Archive footage is shown of a teenage Andre and his mother at the opening of the care home.

Also my first husband was sick [and] I was very worried about the future of a small trust surviving. And so I made what I thought at the time was a prudent decision to approach another local organisation, a charity, that offered similar services but on a larger scale, and asked them if they would take on Angela House.

But by the time our existing manager left in 2016, the staff were already complaining of funding problems and trying to keep the house as nice as it had always been kept.

Cut away shot of a bathroom sink with limescale and water dripping from the tap. Light blub flashing on and off. Cigarette butts in an ashtray as smoke drifts off from on recently put out.

CQC visits were deeming the home as 'needing to improve' and every report was 'needing to improve', 'needing to improve'. But they were not meeting the expectations of CQC and ultimately in June of last year, being put into special measures.

Social services at that point in June rang me on a Friday evening, I was in the middle of getting dinner, to inform me that Andre was being removed from the home. It was just like a sledgehammer, it was just like the biggest shock.

If you can imagine the amount of thoughts going through my head. Andre is homeless. The home that my mother set up, that was once beautiful, is being shut down by CQC. And what the hell has been going on? I was just absolutely horrified. And you know, it's been a process since then to go through.

[Andre is playing with the balloon and lets go of the string]

Donna: Whoops, where's it gone? Can you get it down now?

[Andre grabs the sting and pulls the balloon back down]

Donna: [The] safeguarding process that I have been through with Hammersmith and Fulham in the last 6 months has been a really positive experience.

That is because everybody that was involved was willing to listen. But they also could see from their own point of view, what they would want. As the Assistant Director of Social Services said to me when we were trying to find the home, 'I want them to have a home that I would want to live in myself'. And that is in essence what I think they have achieved.

We are shown a photo of Andre as an adult.

Donna: You know, people need shelter and they need their health and they need food and warmth. But life is so much more than that, it's so much more enriching. We need social contact, we need love, we need activities. The environment that you live in, that's your home, it's where you feel safe and secure.

Donna is gazing lovingly at Andre while he plays with his stuffed toy. A care worker helps Andre to take sips from his drink. Donna and another care worker move Andre in his wheelchair.

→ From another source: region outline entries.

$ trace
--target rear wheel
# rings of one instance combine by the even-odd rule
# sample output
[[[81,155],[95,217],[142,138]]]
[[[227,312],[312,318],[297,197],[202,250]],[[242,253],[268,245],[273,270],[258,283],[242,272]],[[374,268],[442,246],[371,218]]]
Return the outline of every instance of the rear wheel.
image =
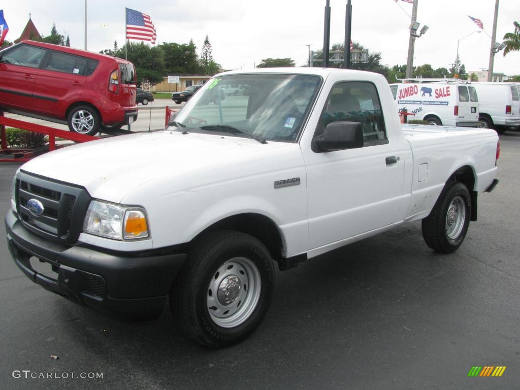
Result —
[[[243,340],[260,324],[274,285],[270,255],[256,238],[211,232],[197,240],[170,293],[181,332],[220,348]]]
[[[428,125],[431,125],[432,126],[441,126],[443,124],[440,120],[435,116],[429,116],[424,120],[428,122]]]
[[[465,185],[446,184],[432,212],[422,220],[423,237],[437,252],[450,253],[461,245],[470,226],[471,198]]]
[[[97,111],[89,106],[78,106],[69,113],[69,128],[80,134],[95,135],[99,131],[101,120]]]
[[[491,118],[487,116],[480,116],[478,118],[482,124],[480,125],[482,128],[493,128],[493,121]]]

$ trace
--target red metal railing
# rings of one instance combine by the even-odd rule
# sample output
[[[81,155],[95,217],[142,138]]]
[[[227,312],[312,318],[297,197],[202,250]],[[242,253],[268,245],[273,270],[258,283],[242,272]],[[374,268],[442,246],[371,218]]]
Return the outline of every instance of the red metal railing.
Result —
[[[95,139],[98,139],[97,137],[86,135],[86,134],[79,134],[77,133],[73,133],[65,130],[59,130],[57,128],[49,127],[47,126],[36,124],[36,123],[31,123],[23,121],[19,121],[17,119],[12,118],[6,118],[4,116],[4,113],[0,111],[0,146],[1,146],[1,153],[10,153],[13,151],[18,151],[20,150],[14,150],[7,147],[7,134],[5,131],[6,125],[17,128],[21,128],[23,130],[29,130],[35,133],[39,133],[42,134],[46,134],[49,136],[49,150],[54,150],[56,148],[56,137],[59,137],[65,139],[70,139],[75,142],[86,142],[87,141],[93,141]],[[27,151],[28,149],[24,149],[24,151]],[[30,160],[30,158],[17,158],[17,159],[0,159],[0,162],[12,162],[14,161],[19,162],[25,162]]]

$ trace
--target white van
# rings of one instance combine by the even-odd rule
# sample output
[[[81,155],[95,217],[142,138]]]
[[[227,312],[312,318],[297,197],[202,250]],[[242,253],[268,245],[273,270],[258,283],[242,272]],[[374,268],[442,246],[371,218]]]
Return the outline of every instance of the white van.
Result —
[[[502,133],[520,126],[520,85],[515,83],[472,83],[478,94],[484,127]]]
[[[478,98],[475,88],[458,79],[408,79],[390,84],[399,110],[414,115],[408,120],[427,121],[431,125],[477,127]]]

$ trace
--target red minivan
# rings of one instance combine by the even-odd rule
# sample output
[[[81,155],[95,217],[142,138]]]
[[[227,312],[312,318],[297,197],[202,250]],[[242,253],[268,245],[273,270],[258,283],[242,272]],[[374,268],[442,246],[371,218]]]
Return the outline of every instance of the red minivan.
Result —
[[[0,51],[0,110],[94,135],[137,119],[134,64],[33,41]]]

Donna: I really like coming here myself and could come and stay if I wish now, but also the other part of it was the people that were going to come in and care for Andre 24/7. Andre is starting now to have an active life again with lots of activities in the week. And staff that are really lovely and really care about what they do.

Photos of Donna and Andre from some of his birthdays. The last is of Andre smiling.

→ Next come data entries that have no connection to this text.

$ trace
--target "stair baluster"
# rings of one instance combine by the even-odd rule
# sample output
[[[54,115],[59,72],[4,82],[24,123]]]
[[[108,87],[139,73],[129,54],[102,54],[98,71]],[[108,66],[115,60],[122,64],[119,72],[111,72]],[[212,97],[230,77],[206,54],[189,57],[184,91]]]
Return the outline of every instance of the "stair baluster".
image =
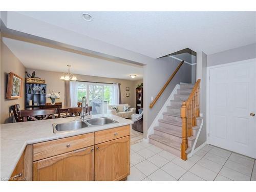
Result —
[[[182,134],[181,144],[181,158],[187,159],[186,150],[187,149],[188,137],[193,136],[193,127],[197,125],[197,118],[200,114],[200,83],[198,79],[186,101],[182,102],[180,111],[182,120]]]

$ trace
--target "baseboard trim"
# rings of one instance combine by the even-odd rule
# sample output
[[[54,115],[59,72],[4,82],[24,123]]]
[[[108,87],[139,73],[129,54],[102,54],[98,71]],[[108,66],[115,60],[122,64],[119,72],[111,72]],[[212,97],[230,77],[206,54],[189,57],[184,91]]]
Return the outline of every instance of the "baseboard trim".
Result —
[[[148,139],[147,138],[146,138],[146,139],[145,139],[145,138],[143,138],[143,141],[145,141],[145,142],[147,142],[147,143],[148,143],[148,142],[149,142]]]
[[[205,141],[204,143],[202,144],[201,145],[199,145],[197,148],[194,150],[193,153],[192,152],[187,155],[187,157],[191,157],[194,153],[197,153],[198,151],[199,151],[200,150],[201,150],[202,148],[203,148],[204,146],[205,146],[207,144],[207,141]]]

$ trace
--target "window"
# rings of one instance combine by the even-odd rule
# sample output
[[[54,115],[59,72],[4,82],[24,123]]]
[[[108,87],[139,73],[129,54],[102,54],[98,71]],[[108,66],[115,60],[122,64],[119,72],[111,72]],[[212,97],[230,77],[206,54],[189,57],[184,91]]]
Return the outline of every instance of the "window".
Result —
[[[108,106],[119,100],[116,84],[70,81],[70,94],[71,106],[77,106],[77,102],[86,97],[93,115],[106,113]]]

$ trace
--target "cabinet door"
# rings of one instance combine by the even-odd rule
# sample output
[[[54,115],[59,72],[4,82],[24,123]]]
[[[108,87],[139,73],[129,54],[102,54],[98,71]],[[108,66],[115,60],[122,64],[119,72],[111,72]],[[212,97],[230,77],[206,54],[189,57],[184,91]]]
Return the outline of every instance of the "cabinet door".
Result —
[[[93,181],[94,146],[33,163],[34,181]]]
[[[130,174],[130,137],[95,146],[94,180],[118,181]]]

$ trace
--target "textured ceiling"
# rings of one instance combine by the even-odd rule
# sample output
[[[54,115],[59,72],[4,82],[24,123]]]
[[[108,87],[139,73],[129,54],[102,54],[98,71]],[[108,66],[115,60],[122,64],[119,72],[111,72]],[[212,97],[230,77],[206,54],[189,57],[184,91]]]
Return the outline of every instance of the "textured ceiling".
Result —
[[[3,37],[3,41],[28,69],[137,80],[143,78],[143,68],[112,62],[29,42]],[[137,74],[132,78],[130,74]]]
[[[84,12],[94,20],[83,20]],[[153,58],[186,48],[210,54],[256,42],[255,12],[19,13]]]

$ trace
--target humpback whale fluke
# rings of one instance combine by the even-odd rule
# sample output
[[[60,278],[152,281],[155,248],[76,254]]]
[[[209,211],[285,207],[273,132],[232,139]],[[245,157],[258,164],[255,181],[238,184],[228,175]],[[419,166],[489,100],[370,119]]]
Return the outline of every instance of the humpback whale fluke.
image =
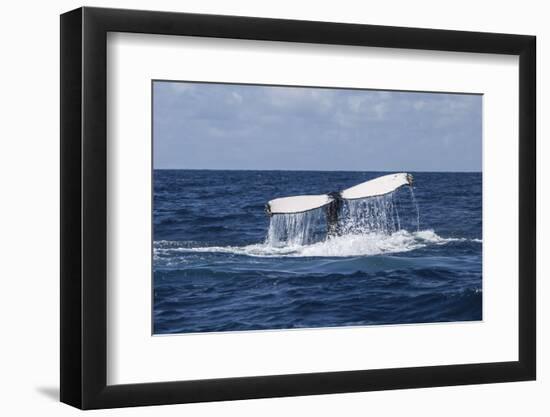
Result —
[[[266,212],[269,216],[297,214],[325,207],[328,233],[335,235],[338,234],[338,213],[343,200],[383,196],[403,185],[412,186],[412,183],[413,176],[406,172],[389,174],[328,194],[276,198],[266,204]]]

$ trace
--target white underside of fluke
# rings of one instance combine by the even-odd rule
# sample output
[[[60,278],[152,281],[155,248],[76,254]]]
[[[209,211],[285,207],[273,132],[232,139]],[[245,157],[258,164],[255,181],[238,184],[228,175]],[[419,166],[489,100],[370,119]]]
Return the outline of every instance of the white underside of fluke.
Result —
[[[363,182],[340,192],[340,197],[346,200],[375,197],[395,191],[402,185],[412,182],[412,176],[405,172],[384,175],[370,181]],[[282,197],[267,203],[270,214],[301,213],[326,206],[334,201],[328,194],[299,195],[294,197]]]
[[[298,195],[295,197],[276,198],[267,204],[271,214],[290,214],[320,208],[332,201],[334,199],[327,194]]]
[[[357,198],[375,197],[395,191],[402,185],[409,184],[408,174],[400,172],[399,174],[384,175],[370,181],[363,182],[350,188],[346,188],[340,193],[340,196],[346,200]]]

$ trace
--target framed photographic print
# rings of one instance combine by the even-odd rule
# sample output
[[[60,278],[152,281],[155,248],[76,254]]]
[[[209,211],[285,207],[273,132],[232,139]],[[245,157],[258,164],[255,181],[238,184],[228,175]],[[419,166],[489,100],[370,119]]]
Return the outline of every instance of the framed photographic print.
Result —
[[[61,16],[61,400],[531,380],[535,38]]]

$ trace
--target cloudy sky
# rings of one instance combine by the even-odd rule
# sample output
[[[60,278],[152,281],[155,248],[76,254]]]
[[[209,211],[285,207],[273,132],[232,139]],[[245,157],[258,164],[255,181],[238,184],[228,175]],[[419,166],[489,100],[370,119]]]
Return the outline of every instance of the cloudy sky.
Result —
[[[481,171],[482,96],[160,82],[155,169]]]

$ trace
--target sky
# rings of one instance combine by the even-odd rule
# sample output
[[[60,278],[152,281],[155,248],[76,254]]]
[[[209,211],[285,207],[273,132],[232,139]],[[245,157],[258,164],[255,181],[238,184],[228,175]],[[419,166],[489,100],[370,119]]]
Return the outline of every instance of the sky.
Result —
[[[155,169],[481,171],[482,96],[153,82]]]

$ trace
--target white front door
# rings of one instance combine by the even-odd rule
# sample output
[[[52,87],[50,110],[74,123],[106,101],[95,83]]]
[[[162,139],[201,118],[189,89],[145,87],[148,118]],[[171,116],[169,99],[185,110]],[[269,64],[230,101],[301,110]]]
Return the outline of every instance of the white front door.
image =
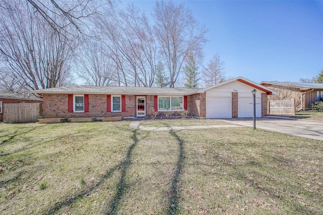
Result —
[[[144,117],[146,116],[146,97],[137,97],[137,117]]]

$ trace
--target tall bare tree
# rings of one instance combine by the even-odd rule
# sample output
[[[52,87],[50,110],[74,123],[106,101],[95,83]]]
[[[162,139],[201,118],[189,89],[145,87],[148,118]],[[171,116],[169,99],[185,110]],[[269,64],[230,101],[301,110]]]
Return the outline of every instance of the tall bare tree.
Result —
[[[201,79],[205,86],[212,86],[226,80],[225,62],[221,61],[217,53],[207,63],[207,66],[202,71]]]
[[[168,86],[169,82],[168,78],[165,75],[165,69],[164,64],[161,61],[158,61],[156,66],[156,76],[155,77],[155,83],[158,87],[165,87]]]
[[[3,1],[0,7],[0,61],[4,73],[21,87],[55,87],[69,76],[68,35],[55,30],[23,0]]]
[[[197,82],[199,80],[198,77],[199,73],[197,72],[198,65],[193,56],[190,56],[186,60],[183,69],[186,80],[185,87],[190,88],[197,87]]]
[[[90,40],[77,53],[77,72],[85,84],[94,86],[109,86],[115,81],[117,69],[113,61],[105,55],[99,40]]]
[[[160,53],[169,72],[170,86],[174,87],[184,61],[191,53],[197,60],[203,57],[206,30],[183,4],[156,2],[153,17]]]

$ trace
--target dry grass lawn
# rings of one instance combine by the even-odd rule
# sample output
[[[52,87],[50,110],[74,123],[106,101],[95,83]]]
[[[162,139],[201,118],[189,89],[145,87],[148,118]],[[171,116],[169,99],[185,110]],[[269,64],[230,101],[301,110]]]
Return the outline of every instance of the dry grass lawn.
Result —
[[[323,211],[322,141],[129,123],[0,124],[0,213]]]
[[[296,113],[296,116],[293,117],[315,121],[323,121],[323,112],[314,111],[301,111]]]

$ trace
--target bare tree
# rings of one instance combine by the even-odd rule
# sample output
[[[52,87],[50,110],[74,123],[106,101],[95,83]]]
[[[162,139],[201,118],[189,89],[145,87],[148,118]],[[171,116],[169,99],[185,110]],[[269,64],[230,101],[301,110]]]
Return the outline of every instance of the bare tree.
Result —
[[[55,87],[69,77],[71,46],[34,9],[22,1],[2,1],[0,7],[1,61],[4,72],[25,89]]]
[[[225,81],[225,62],[221,61],[218,53],[213,56],[207,66],[202,71],[202,80],[205,86],[212,86]]]
[[[155,83],[158,87],[165,87],[168,86],[169,82],[168,79],[165,75],[165,71],[164,64],[162,61],[158,61],[156,66],[156,76],[155,77]]]
[[[105,4],[97,0],[25,0],[37,13],[59,33],[64,32],[74,36],[87,35],[88,18],[100,13],[105,5],[115,6],[113,0]],[[58,19],[59,17],[62,19]]]
[[[299,79],[299,81],[302,83],[315,83],[316,80],[316,79],[315,77],[307,78],[302,78]]]
[[[156,2],[153,16],[159,51],[170,74],[170,86],[174,87],[183,62],[190,54],[194,53],[197,60],[203,58],[206,30],[183,4]]]
[[[184,84],[185,87],[190,88],[197,87],[197,82],[199,80],[198,77],[199,73],[198,66],[193,56],[190,56],[186,60],[184,67],[184,72],[186,76],[186,82]]]
[[[76,73],[87,85],[109,86],[114,84],[117,69],[113,61],[104,54],[99,41],[87,43],[77,55]]]

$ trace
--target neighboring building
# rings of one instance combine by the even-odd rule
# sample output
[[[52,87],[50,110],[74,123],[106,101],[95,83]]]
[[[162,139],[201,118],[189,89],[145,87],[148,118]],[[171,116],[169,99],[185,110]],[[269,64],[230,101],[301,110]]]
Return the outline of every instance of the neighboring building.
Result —
[[[255,88],[256,115],[267,115],[267,95],[276,92],[239,77],[204,89],[71,86],[31,91],[43,98],[43,118],[151,116],[187,110],[198,118],[249,117]]]
[[[0,91],[0,121],[4,121],[4,104],[13,103],[41,102],[42,99],[32,94]]]
[[[323,83],[263,81],[260,85],[278,93],[270,100],[295,99],[296,111],[310,109],[311,104],[323,100]]]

Donna: For me, social services and many people locally and involved with people in residential care, have to go in and check that the service they expect to be provided is being provided.

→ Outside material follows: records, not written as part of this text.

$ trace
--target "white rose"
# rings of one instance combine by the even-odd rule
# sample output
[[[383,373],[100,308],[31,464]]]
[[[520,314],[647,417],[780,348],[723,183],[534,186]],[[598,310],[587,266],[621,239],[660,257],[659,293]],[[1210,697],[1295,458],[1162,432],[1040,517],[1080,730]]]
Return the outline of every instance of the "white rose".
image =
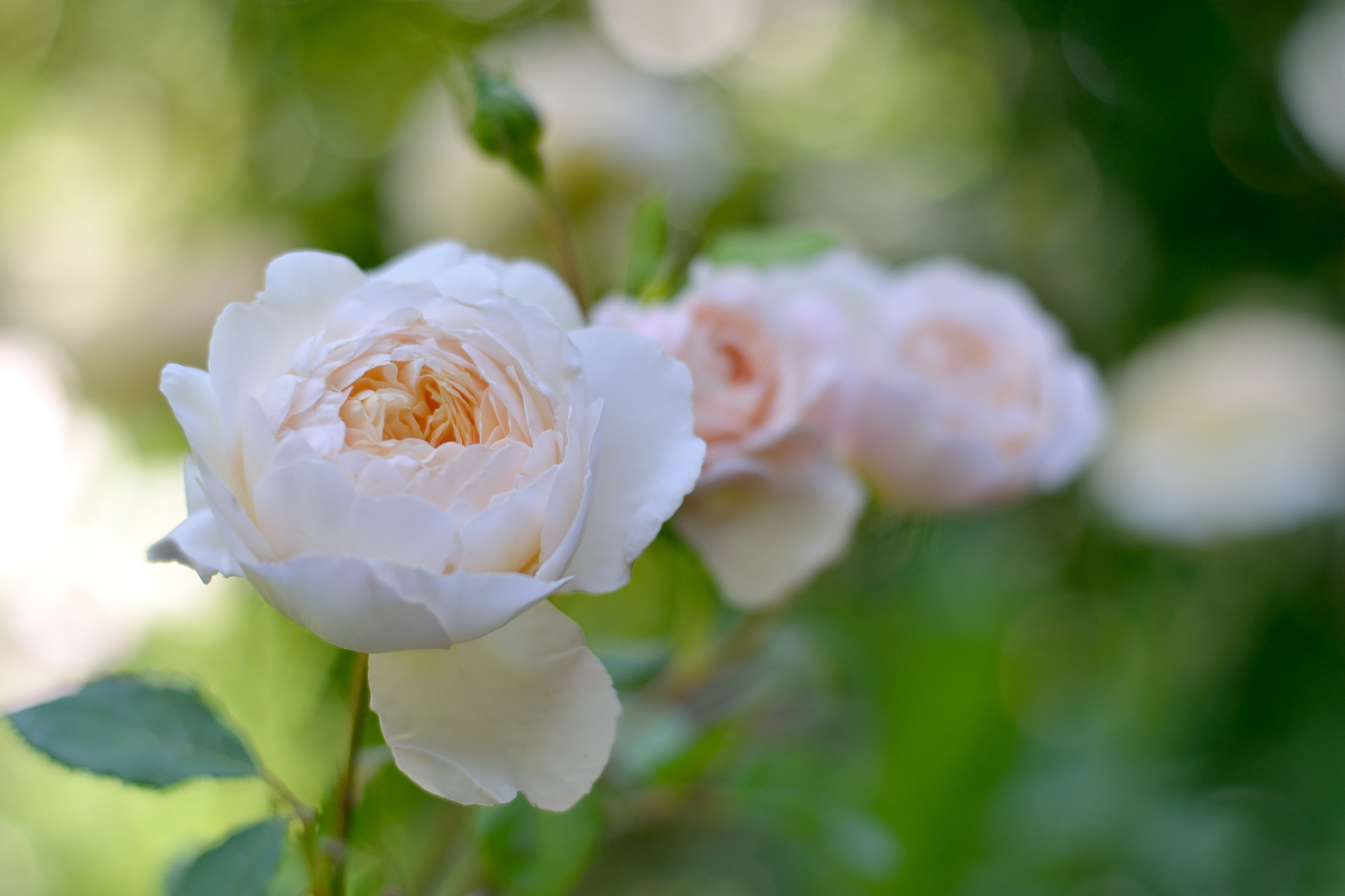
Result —
[[[459,802],[589,790],[619,705],[546,598],[625,583],[701,469],[686,368],[580,324],[545,267],[456,243],[370,275],[293,253],[208,372],[164,369],[190,516],[151,556],[373,654],[398,766]]]
[[[858,480],[827,450],[842,365],[834,310],[745,269],[697,265],[671,304],[609,298],[600,324],[663,343],[691,369],[705,469],[674,525],[742,607],[784,598],[850,540]]]
[[[1093,493],[1124,525],[1200,543],[1345,506],[1345,336],[1278,310],[1158,340],[1115,390]]]
[[[1093,365],[1014,279],[940,259],[842,297],[854,373],[843,402],[850,461],[893,505],[950,510],[1053,489],[1087,461],[1104,406]]]

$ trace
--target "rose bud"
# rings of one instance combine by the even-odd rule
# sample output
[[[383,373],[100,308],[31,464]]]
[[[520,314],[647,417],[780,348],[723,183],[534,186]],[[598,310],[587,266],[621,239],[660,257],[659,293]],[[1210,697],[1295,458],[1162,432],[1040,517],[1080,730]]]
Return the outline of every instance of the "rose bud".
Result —
[[[827,267],[853,269],[857,283],[835,302],[850,317],[854,365],[842,449],[888,502],[998,504],[1054,489],[1088,459],[1104,424],[1096,371],[1021,283],[951,259],[881,286],[849,253],[811,275]]]
[[[1345,508],[1345,336],[1279,310],[1224,312],[1122,372],[1092,490],[1123,525],[1202,543]]]
[[[397,764],[459,802],[561,810],[593,785],[619,704],[546,598],[625,583],[701,469],[686,367],[578,326],[531,262],[293,253],[219,316],[208,372],[163,373],[190,516],[151,557],[246,575],[373,654]]]
[[[671,304],[613,297],[594,321],[652,336],[691,369],[705,469],[672,523],[729,602],[776,603],[845,549],[863,489],[827,447],[842,372],[833,309],[702,263]]]

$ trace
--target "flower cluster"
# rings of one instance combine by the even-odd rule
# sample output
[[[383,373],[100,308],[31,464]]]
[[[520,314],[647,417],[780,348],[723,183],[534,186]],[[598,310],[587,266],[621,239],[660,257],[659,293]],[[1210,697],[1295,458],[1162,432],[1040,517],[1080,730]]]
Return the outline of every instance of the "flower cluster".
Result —
[[[1103,430],[1092,364],[1020,283],[962,262],[699,263],[670,304],[612,297],[594,321],[690,368],[706,459],[674,523],[744,607],[841,553],[861,480],[902,510],[986,506],[1061,485]]]
[[[952,262],[697,265],[674,301],[593,318],[547,269],[456,243],[369,274],[278,258],[208,371],[164,369],[188,517],[151,557],[247,576],[371,654],[426,790],[558,810],[620,707],[550,595],[619,588],[677,513],[724,595],[767,606],[845,548],[863,478],[911,510],[1003,501],[1100,430],[1092,368],[1022,287]]]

And I think for all of these organizations, whether they are trustees on boards of charities, whether they are social services, whether they are just casual visitors or other therapists going in, what I always think they should ask themselves when they visit these homes is 'Would they want to live there themselves?' and if the answer is no, ask yourself 'Why?' 

Because you know what you expect from your own standard of living and the life you lead. And that's what you should expect for the people that you are providing a service for you.

[Title card] This video was created for LBHF's annual safeguarding visual report.